A three year old girl from Iowa, La., has already beat the odds and now she is holding on for a rare transplant procedure that could save her life.
Little Rebecca granger is one of three, so in a full house, Rebecca's parents have their work cut out for them.
"It was a big surprise...we knew pretty early on that we were having triplets," said Alicia Granger, Rebecca's mother.
The two baby boys and baby girl seemed healthy for the first week, continued Alicia Granger. While the two boys remained healthy, doctors quickly realized that something was seriously wrong with Rebecca.
"They woke me up at 2 in the morning on Sunday. The disease had hit her," recalled Alicia Granger.
Her small intestines failing her at only a few days old, Rebecca defied the doctors' predictions and made it through the night.
"They asked us if we wanted to pull the plug, and we decided not to," said Alicia Granger of her and her husband's difficult decision.

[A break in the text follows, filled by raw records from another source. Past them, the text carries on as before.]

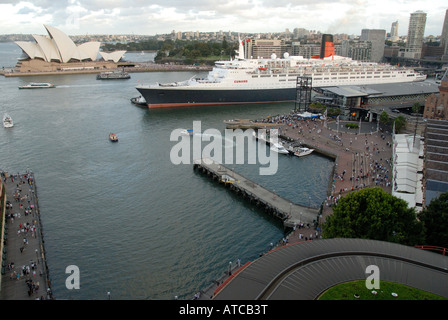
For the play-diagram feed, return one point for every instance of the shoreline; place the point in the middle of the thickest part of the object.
(147, 68)
(26, 274)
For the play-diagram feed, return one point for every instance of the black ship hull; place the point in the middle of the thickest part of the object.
(159, 97)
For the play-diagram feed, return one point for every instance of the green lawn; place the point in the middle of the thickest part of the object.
(348, 290)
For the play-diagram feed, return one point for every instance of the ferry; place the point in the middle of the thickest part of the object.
(7, 121)
(303, 151)
(36, 85)
(279, 148)
(246, 81)
(113, 137)
(113, 75)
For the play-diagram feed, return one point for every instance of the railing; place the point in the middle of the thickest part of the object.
(433, 248)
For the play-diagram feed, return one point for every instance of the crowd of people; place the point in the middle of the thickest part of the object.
(26, 266)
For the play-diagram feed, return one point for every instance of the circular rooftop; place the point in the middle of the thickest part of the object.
(302, 271)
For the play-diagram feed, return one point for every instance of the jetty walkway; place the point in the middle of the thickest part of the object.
(24, 269)
(291, 214)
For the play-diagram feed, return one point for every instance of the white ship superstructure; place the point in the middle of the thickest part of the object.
(271, 80)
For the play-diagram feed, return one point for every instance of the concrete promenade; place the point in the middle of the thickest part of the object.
(362, 157)
(25, 273)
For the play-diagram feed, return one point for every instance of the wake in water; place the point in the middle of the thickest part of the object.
(228, 142)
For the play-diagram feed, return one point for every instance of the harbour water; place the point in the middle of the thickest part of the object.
(134, 223)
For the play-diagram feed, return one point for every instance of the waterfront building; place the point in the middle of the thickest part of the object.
(444, 38)
(357, 49)
(407, 155)
(436, 159)
(416, 31)
(377, 38)
(436, 106)
(58, 52)
(264, 48)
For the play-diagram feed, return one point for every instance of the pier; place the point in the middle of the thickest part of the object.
(24, 274)
(291, 214)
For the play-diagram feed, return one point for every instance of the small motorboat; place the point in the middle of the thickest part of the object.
(303, 151)
(140, 101)
(279, 148)
(187, 132)
(7, 121)
(113, 137)
(35, 85)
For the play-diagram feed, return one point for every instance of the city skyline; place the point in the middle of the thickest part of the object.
(79, 17)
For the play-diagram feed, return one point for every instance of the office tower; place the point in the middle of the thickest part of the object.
(377, 37)
(444, 38)
(394, 32)
(416, 32)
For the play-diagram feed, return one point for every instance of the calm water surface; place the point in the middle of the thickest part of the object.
(134, 223)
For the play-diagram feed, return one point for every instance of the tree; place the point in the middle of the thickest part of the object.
(416, 107)
(374, 214)
(384, 118)
(435, 220)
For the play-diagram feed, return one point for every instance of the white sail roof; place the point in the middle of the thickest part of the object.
(48, 47)
(58, 46)
(32, 49)
(112, 56)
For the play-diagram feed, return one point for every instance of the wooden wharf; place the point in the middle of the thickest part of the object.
(290, 213)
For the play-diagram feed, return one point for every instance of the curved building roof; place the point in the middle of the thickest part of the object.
(303, 271)
(58, 46)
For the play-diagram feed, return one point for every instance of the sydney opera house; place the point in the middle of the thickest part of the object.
(57, 52)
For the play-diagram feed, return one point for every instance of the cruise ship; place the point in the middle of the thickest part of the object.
(248, 80)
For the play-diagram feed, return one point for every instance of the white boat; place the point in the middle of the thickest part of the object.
(266, 80)
(279, 148)
(303, 151)
(38, 85)
(187, 132)
(7, 121)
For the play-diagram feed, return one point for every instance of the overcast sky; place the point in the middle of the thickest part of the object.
(78, 17)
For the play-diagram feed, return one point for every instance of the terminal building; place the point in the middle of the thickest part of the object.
(357, 102)
(57, 52)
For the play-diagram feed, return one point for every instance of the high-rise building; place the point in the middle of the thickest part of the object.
(416, 32)
(444, 38)
(377, 37)
(394, 32)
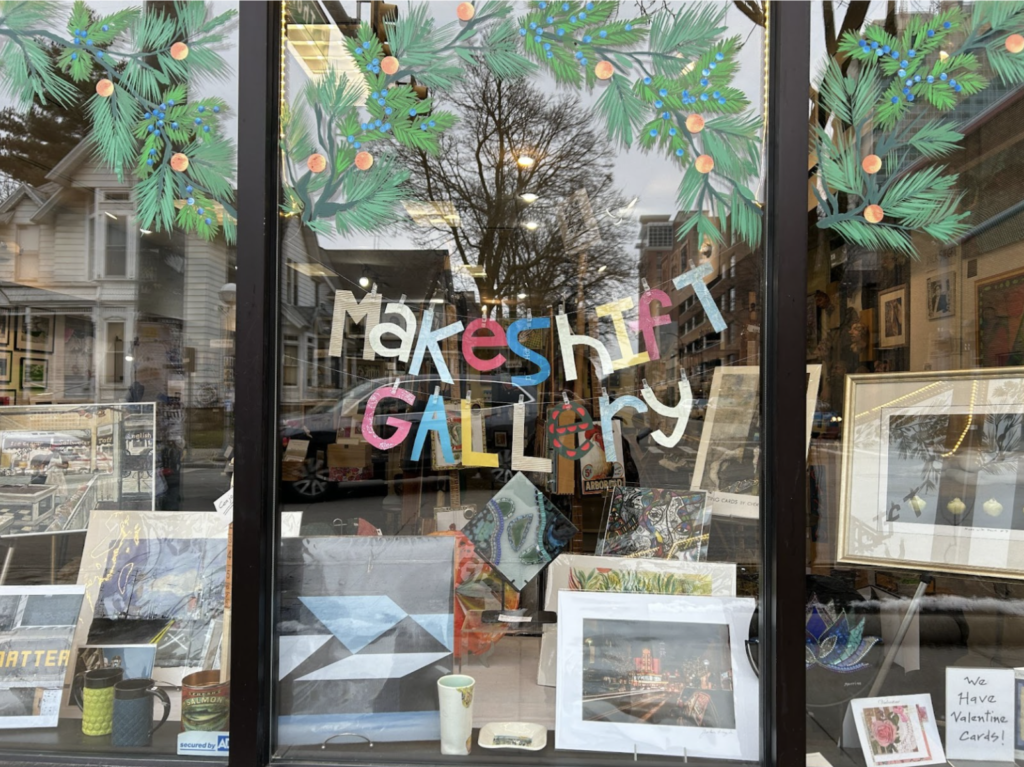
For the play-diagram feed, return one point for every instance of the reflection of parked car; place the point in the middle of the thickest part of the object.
(311, 480)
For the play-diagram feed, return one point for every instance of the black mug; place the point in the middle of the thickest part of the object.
(133, 712)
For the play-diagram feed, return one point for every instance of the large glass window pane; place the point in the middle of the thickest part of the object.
(519, 468)
(913, 315)
(117, 336)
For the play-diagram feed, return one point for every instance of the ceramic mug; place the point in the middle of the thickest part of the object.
(455, 693)
(133, 712)
(94, 695)
(205, 701)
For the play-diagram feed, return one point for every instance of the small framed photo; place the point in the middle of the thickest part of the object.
(35, 333)
(35, 373)
(655, 674)
(892, 317)
(941, 292)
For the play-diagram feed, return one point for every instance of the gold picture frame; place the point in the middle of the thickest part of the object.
(933, 472)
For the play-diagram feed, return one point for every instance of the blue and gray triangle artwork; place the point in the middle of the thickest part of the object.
(367, 628)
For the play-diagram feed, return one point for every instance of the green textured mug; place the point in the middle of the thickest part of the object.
(94, 695)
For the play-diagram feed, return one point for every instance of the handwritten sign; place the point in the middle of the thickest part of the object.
(980, 714)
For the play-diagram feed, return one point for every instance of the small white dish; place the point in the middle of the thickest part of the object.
(513, 735)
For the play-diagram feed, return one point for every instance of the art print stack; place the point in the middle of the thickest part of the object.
(656, 523)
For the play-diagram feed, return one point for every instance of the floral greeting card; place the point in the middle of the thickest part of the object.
(897, 730)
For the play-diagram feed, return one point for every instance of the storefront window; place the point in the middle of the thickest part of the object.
(913, 317)
(520, 505)
(117, 337)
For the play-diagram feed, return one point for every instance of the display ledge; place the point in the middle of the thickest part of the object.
(66, 743)
(429, 753)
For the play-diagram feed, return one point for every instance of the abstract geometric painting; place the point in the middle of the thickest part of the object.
(519, 531)
(366, 630)
(656, 523)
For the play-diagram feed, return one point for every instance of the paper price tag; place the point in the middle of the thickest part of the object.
(225, 506)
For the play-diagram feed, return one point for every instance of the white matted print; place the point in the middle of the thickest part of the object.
(159, 578)
(727, 466)
(897, 730)
(625, 574)
(651, 674)
(892, 317)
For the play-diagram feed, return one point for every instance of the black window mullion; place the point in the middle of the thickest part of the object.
(256, 383)
(782, 386)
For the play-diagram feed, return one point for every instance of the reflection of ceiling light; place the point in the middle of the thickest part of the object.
(321, 47)
(430, 213)
(315, 269)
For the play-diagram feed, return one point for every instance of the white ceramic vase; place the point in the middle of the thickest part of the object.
(455, 693)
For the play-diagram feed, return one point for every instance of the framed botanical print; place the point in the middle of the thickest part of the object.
(892, 317)
(933, 472)
(35, 333)
(35, 373)
(941, 292)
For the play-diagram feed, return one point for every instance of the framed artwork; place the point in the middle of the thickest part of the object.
(627, 576)
(656, 523)
(43, 619)
(999, 311)
(82, 452)
(156, 578)
(35, 333)
(892, 317)
(519, 531)
(684, 655)
(941, 292)
(367, 628)
(933, 472)
(727, 457)
(35, 373)
(897, 730)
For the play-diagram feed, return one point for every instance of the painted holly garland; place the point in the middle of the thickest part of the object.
(139, 65)
(933, 64)
(667, 81)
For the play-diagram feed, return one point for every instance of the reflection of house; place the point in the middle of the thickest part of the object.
(310, 275)
(111, 304)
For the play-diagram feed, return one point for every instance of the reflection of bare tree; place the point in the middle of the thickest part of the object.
(476, 171)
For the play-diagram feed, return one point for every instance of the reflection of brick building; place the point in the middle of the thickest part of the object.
(689, 343)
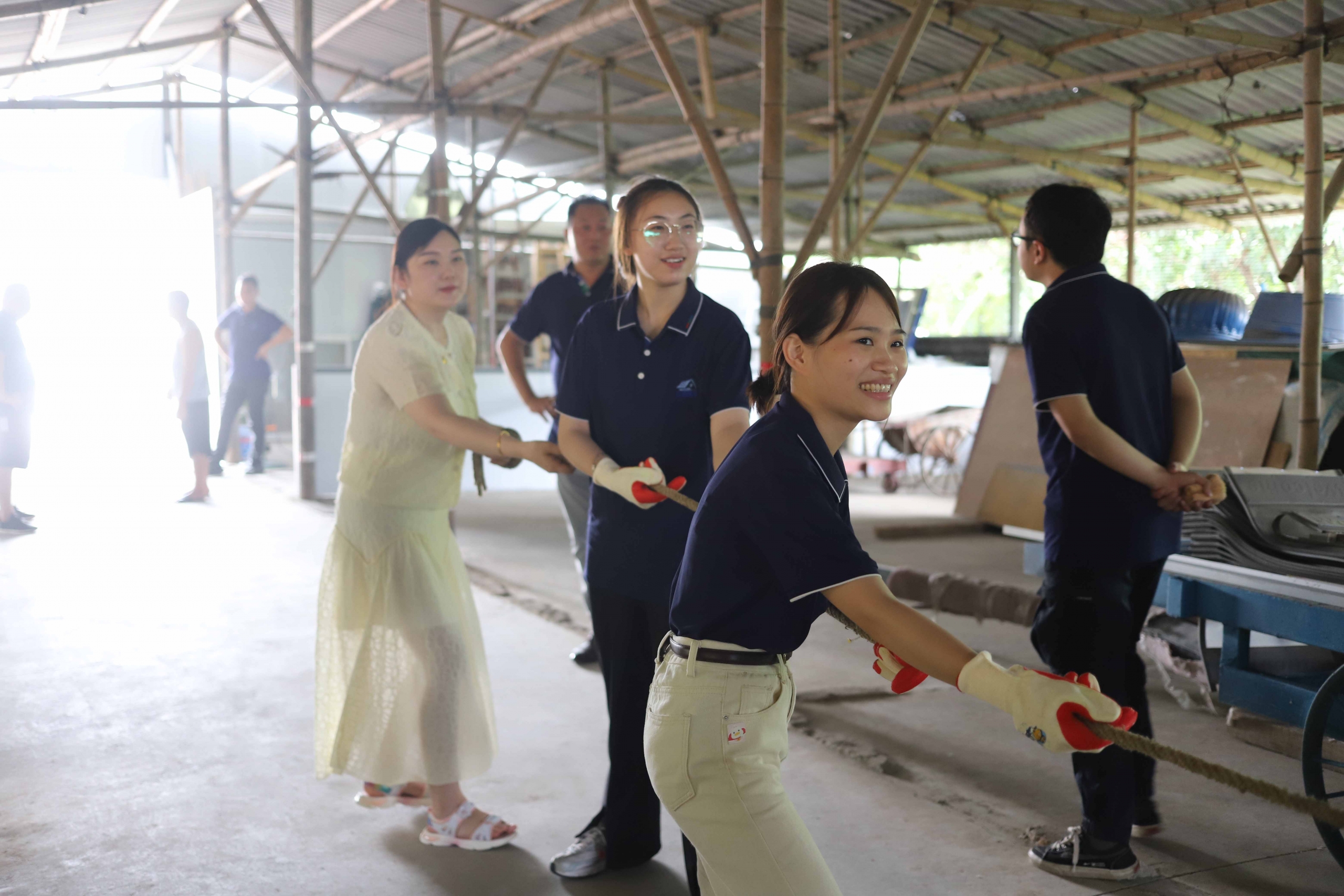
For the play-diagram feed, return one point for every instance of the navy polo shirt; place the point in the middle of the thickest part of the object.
(248, 332)
(1097, 336)
(772, 534)
(554, 307)
(651, 398)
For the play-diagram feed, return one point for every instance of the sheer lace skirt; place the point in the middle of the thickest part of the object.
(402, 687)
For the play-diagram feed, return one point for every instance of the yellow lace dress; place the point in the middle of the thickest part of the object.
(402, 687)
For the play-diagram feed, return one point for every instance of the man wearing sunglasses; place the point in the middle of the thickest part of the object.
(1119, 421)
(554, 308)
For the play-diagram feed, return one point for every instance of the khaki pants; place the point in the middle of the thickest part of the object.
(714, 738)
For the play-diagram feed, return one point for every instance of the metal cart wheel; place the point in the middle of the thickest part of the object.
(940, 458)
(1326, 718)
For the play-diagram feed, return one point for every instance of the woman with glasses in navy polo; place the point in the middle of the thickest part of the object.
(655, 385)
(769, 546)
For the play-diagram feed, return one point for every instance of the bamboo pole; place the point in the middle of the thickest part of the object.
(1251, 198)
(921, 151)
(1132, 196)
(863, 133)
(307, 83)
(773, 102)
(699, 128)
(1314, 217)
(304, 433)
(835, 108)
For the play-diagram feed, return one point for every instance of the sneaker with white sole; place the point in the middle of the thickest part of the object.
(1073, 856)
(585, 858)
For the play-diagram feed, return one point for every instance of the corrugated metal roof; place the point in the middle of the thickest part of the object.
(387, 39)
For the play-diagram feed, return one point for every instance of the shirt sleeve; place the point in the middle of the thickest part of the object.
(1052, 363)
(807, 544)
(393, 363)
(529, 323)
(575, 395)
(730, 373)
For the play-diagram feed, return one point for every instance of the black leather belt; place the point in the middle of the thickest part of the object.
(731, 657)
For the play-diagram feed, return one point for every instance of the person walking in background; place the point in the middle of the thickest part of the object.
(191, 390)
(554, 308)
(1119, 421)
(15, 407)
(404, 695)
(253, 332)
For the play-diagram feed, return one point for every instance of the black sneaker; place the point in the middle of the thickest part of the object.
(1073, 858)
(17, 525)
(1147, 821)
(585, 655)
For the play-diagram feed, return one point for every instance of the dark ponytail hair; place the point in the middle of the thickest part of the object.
(820, 300)
(417, 236)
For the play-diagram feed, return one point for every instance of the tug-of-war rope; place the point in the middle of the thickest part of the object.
(1318, 809)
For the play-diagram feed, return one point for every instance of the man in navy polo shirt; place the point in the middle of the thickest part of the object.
(554, 308)
(253, 332)
(1117, 418)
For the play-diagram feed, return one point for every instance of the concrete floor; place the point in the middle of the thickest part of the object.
(158, 662)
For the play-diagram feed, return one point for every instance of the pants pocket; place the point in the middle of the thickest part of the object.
(667, 747)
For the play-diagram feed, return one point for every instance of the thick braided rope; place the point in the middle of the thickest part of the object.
(1318, 809)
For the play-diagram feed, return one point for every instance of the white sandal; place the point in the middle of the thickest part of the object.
(444, 833)
(390, 797)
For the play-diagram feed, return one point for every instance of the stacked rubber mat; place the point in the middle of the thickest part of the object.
(1284, 522)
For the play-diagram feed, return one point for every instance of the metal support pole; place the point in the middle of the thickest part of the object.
(1133, 195)
(438, 162)
(836, 109)
(606, 150)
(306, 446)
(773, 83)
(225, 268)
(1314, 215)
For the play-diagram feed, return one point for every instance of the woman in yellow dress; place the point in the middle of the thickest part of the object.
(404, 699)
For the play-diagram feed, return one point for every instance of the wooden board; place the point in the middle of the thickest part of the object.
(1241, 399)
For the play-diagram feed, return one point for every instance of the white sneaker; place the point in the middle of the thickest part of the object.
(585, 858)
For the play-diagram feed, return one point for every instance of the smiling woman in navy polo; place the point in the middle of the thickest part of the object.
(655, 382)
(769, 546)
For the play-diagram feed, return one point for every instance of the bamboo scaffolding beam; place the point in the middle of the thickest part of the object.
(863, 133)
(1144, 23)
(643, 10)
(306, 80)
(921, 151)
(354, 212)
(1115, 94)
(1314, 222)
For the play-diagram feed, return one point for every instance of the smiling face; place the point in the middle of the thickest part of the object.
(854, 374)
(436, 276)
(589, 234)
(664, 237)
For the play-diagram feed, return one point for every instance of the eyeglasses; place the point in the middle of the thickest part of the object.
(659, 234)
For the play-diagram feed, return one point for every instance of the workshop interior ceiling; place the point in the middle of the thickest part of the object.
(1246, 92)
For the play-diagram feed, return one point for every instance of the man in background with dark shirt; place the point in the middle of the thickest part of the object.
(15, 407)
(1119, 421)
(554, 308)
(253, 332)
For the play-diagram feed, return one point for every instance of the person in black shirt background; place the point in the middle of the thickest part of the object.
(1119, 421)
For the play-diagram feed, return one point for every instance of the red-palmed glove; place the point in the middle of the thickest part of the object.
(1045, 705)
(901, 675)
(647, 496)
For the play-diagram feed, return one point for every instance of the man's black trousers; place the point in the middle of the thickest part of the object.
(1089, 621)
(628, 633)
(253, 392)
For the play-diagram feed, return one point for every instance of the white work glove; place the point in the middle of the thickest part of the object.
(1043, 705)
(629, 481)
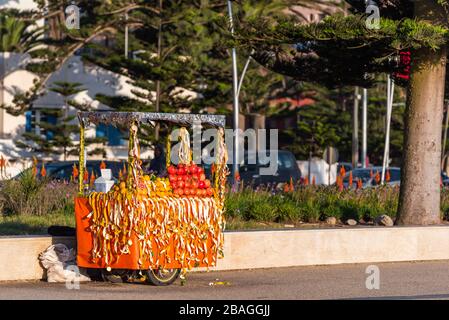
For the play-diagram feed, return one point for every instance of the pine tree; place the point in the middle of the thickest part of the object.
(343, 50)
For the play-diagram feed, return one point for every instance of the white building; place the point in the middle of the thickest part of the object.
(94, 79)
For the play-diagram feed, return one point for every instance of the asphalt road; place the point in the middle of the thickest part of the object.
(419, 280)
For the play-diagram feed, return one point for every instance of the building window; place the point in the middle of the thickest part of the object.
(113, 135)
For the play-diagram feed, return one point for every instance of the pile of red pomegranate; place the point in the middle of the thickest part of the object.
(189, 180)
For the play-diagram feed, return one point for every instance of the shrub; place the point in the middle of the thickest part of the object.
(30, 196)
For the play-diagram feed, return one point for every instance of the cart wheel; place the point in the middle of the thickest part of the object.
(115, 275)
(162, 277)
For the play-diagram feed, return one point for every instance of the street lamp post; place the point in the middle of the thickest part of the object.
(364, 127)
(235, 85)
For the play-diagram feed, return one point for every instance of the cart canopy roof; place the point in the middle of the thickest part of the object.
(127, 118)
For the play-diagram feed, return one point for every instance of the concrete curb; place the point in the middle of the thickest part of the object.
(269, 249)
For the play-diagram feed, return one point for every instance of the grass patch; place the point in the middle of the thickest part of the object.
(33, 225)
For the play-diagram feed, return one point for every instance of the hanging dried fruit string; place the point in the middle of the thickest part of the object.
(185, 153)
(168, 147)
(160, 221)
(82, 160)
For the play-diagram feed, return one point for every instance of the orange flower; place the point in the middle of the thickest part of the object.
(306, 181)
(34, 167)
(92, 178)
(43, 171)
(340, 183)
(377, 178)
(342, 171)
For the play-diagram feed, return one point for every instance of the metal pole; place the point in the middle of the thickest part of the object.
(235, 164)
(390, 95)
(2, 88)
(355, 130)
(126, 36)
(446, 123)
(364, 127)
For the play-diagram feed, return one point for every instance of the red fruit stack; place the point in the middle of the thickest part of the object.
(189, 181)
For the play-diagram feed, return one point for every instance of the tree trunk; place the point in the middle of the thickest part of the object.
(419, 200)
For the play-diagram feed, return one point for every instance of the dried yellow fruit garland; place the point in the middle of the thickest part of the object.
(189, 222)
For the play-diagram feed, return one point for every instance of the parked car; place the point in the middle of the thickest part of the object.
(63, 170)
(370, 181)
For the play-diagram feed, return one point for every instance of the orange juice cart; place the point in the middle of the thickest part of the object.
(146, 226)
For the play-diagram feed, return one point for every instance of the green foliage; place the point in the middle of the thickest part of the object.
(30, 196)
(312, 204)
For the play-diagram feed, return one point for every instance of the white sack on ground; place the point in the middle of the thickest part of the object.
(60, 263)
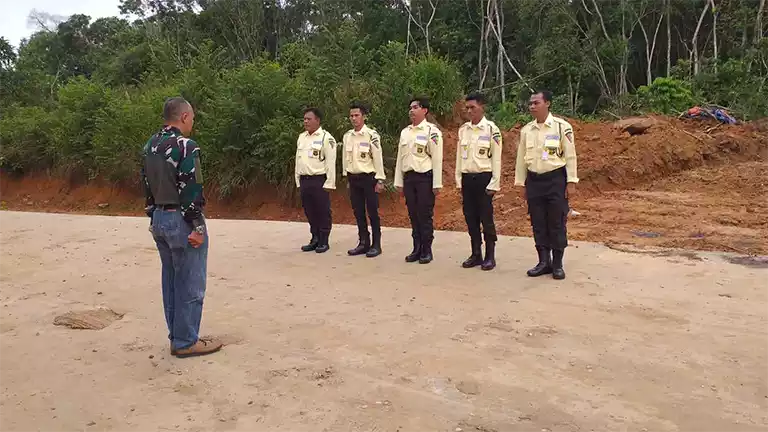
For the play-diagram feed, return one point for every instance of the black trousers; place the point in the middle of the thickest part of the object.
(478, 206)
(548, 208)
(362, 195)
(420, 200)
(317, 204)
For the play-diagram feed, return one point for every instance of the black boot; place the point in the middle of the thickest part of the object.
(557, 264)
(426, 253)
(322, 244)
(545, 263)
(490, 256)
(362, 246)
(312, 244)
(476, 258)
(375, 249)
(416, 253)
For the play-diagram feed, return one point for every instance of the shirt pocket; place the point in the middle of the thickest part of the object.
(315, 149)
(530, 148)
(364, 150)
(420, 146)
(552, 144)
(483, 146)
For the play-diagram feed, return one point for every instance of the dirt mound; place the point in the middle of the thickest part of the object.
(688, 183)
(95, 319)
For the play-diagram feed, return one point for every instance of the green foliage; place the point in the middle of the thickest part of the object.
(82, 96)
(25, 138)
(507, 115)
(666, 96)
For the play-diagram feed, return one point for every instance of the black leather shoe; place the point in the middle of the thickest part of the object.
(545, 263)
(311, 246)
(375, 249)
(415, 253)
(558, 274)
(490, 256)
(426, 254)
(425, 258)
(476, 258)
(362, 247)
(322, 245)
(557, 264)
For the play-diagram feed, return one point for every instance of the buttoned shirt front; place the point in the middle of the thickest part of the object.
(546, 147)
(362, 153)
(479, 150)
(316, 155)
(420, 150)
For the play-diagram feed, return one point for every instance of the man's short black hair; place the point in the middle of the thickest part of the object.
(546, 94)
(364, 110)
(174, 107)
(477, 97)
(315, 111)
(422, 100)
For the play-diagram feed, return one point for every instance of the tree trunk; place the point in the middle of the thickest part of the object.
(759, 22)
(714, 31)
(669, 38)
(695, 41)
(500, 57)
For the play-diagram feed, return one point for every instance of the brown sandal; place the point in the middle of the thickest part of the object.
(201, 347)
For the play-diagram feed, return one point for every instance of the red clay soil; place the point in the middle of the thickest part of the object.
(684, 183)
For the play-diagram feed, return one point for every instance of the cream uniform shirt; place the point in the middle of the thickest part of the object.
(420, 150)
(479, 150)
(316, 155)
(546, 147)
(362, 153)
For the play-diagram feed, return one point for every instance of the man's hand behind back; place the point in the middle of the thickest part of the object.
(196, 239)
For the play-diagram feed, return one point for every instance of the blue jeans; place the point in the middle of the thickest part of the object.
(183, 276)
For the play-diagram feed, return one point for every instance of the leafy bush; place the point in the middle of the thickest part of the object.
(666, 96)
(26, 135)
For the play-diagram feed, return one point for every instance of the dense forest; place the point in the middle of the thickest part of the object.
(80, 97)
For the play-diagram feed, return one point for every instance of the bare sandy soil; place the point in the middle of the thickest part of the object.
(671, 341)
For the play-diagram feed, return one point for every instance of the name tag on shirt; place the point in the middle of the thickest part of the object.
(552, 141)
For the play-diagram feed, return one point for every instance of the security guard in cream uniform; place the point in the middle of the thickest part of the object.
(363, 165)
(315, 176)
(546, 163)
(419, 176)
(478, 175)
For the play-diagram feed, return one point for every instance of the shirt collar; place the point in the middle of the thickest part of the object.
(480, 125)
(549, 121)
(362, 130)
(171, 129)
(315, 133)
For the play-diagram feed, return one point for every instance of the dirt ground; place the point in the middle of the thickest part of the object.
(688, 184)
(629, 342)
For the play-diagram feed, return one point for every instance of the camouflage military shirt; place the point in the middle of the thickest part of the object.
(172, 175)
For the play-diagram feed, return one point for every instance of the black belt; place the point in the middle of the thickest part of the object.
(167, 206)
(547, 175)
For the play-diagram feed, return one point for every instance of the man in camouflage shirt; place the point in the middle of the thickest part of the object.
(173, 186)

The medical term for Rebecca's condition is necrotizing enterocolotis, death of the intestines. It most often affects premature infants and according to the NIH has an almost 25 percent death rate.
"When you first start feeding an infant, especially a premi infant, the formula just sits there in your intestine instead of digesting," explained Alicia Granger.
Still Rebecca keeps fighting. Now three years old, she is a "girly girl" through and through.
"She's a daddy's girl," said a smiling Jeff Granger, Rebecca's father.
With her princess backpack filled with feeding tubes in tow, she still stays active.
"She tries to watch TV, but she can't stand still long enough to watch it," described Jeff Granger.
Sometimes when Rebecca's energy wears off and her sickness sets in, all she needs is a hug.
"She'll go from a healthy little three year old to in the hospital and the PICU overnight," said Alicia Granger. "Even at three years old I still keep a baby monitor in her room," continued Granger.
Now Rebecca needs a small intestine transplant, a more recent type of transplant that is not very common, said Alicia Granger.
"The transplant she needs...another child will have to pass away for her to live," said a somber Alicia Granger.
Rebecca's liver and pancreas are not doing well either, so the family is in limbo.
"Kidneys could fail or liver could fail, so we just don't know when that's going to happen," said Jeff Granger.
Her parents' biggest hope: "no more bags, no more hospital stays, just a normal three year old," said Alicia Granger.
When the family receives the call that the transplant is available they must travel to Georgetown Medical Center in Washington D.C. for the procedure. Doctors expect the recovery to take between two and three months. Alicia Granger said the survival rate one year after the transplant is 80 percent.
She also said she hopes her daughter's wish comes true. Rebecca wants to go camping, but because of her condition the family cannot use a tent and sleeping bag. She requires a camper to maintain a more sterile environment.